In Lenders in the Temple Conor goes, "Hello, patterns in my mind now moving slow," and I always just plummet my sorry soul into this ridiculous trail of yes we are all connected, yes these mosaics are beautiful and ruinous and I wonder why we aren't still trapped in them. Later, too: "Smoothing out the edges of the stone," and that is it, that, my dear friends, that is my life and my world and everything and nothing that I've been trying to communicate for forever and for two weeks. We like the edges. Love them, even, the serrated, broken coasts and lines -- moments that would have been momentous had they lasted just a little longer.
And still we want to destroy it. Destroy it all, really. Because there will always be something heartbreakingly beautiful about tragedy at its torn-up core, and we will relentlessly pour our eyes and hands into whatever reaches that level, that element. It's not cynical, particularly, I don't think. Just accurate. Just pretty.
The northwest is not more wise, only more potent, but there was an air of freedom there that you couldn't deny, a piece of glass or cloud that made its frightened way into your palm and prompted you to look up at the trees. The trees are patterns. The sea is patterns, licks and dips of patterns. We are patterns and these ties are getting too prominent to ignore, too obvious to hide in our pockets and tuck in our hair. My friends are leaving. The ending of Empire Falls was a cop-out. Are those patterns?

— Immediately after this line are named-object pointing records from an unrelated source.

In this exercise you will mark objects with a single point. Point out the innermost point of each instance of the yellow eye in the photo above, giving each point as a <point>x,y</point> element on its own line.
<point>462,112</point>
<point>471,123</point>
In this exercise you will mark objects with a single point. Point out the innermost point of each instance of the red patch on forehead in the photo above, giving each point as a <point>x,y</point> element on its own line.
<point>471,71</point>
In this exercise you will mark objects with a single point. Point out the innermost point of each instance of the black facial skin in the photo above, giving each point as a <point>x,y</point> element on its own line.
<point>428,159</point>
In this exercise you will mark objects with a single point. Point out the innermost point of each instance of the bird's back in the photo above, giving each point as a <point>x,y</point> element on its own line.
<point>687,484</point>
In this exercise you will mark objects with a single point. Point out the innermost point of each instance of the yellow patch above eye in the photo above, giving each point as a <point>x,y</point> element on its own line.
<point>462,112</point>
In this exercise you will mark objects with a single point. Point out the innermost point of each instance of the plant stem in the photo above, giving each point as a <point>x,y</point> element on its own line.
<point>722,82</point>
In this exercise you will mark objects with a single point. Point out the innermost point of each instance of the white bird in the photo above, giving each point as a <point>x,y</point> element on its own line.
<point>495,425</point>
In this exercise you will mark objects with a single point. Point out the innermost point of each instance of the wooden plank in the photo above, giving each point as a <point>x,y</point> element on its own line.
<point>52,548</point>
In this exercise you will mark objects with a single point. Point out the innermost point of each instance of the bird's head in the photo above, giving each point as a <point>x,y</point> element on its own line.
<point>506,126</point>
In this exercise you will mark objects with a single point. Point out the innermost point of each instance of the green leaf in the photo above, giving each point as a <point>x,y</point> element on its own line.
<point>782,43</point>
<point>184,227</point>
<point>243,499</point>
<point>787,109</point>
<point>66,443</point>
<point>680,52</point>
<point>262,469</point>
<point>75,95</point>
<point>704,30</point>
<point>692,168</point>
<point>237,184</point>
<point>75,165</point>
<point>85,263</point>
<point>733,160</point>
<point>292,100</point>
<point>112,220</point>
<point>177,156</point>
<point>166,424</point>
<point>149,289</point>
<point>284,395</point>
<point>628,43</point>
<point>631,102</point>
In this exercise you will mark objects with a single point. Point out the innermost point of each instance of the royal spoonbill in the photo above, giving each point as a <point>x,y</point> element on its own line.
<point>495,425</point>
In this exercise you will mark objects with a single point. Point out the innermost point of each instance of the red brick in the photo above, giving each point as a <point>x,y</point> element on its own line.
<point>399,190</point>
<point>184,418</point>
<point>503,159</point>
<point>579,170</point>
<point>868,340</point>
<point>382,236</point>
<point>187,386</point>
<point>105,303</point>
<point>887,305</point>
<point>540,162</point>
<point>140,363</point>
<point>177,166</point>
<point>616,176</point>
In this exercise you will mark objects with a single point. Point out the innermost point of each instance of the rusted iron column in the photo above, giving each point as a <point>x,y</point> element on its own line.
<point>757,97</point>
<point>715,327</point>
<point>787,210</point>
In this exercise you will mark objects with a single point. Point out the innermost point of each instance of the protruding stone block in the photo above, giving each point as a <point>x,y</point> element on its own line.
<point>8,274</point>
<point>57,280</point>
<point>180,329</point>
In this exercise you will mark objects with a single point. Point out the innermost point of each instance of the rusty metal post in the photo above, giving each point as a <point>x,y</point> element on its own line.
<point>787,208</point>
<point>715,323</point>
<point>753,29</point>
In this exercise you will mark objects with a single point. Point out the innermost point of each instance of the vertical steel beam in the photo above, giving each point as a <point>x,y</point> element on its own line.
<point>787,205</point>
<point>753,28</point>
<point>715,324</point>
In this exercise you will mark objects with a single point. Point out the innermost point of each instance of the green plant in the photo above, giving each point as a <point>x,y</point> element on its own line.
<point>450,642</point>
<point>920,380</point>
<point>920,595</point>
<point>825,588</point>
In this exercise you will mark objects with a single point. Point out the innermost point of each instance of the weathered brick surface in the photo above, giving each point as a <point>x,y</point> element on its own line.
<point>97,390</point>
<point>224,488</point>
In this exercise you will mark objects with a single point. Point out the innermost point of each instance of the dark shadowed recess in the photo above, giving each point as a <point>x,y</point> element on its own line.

I'm drawing them out, I am, and they're crossing and falling and hurting. Why do we know aching. Better than smiling, I mean. I bought a new dress.
I'm looking so despairingly for a God that never meant much at all to me. In order to search, too, for this balance, I first need stones to smooth and hands to hold. A lesson to learn. If my head hurts because I am fasting then how is this cleansing, please, Christ, fucking God how is this cleansing. My friends were talking about packing, lugging out boxes, picking up things, pulling out belongings and treasures. I'm not packing. Where am I going? Nowhere. Nowhere, right now, really. Not right now.
If I miss you, well, that's my fault. That’s my fault.